Many, many of your blog topics are based on your experiences with our rescue - taking a dog to training class, fostering a timid dog, fostering an older dog, etc... I have wondered in the past if you volunteer just to have something to write about, and if that's the case, that's your decision. I appreciate volunteering regardless of the motivation behind it.
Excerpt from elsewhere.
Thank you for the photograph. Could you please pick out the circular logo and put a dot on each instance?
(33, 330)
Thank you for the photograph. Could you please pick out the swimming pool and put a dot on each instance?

What I can not appreciate is you telling people it's ok to just go ahead and lie on their adoption applications. You may not agree with rescues' policies, but I certainly think you should respect the decision of the rescues. You can continue to blog about how rescues need to change, maybe your readers will continue to find it interesting after the 30th post addressing the same topic, I don't know. It's your right to blog about whatever you want, obviously, including lying on an adoption application. However, I hope that you didn't expect that there would be no negativity coming at you for that.

Lindsay Stordahl

Friday 5th of October 2012

We are all closed minded in some way, and hopefully we are all working to become more open. Everyone who visits this blog is working to help animals in the way he or she believes is right. We are all doing good work, and we can all make improvements.

No, I don't have any intention of starting my own rescue group right now.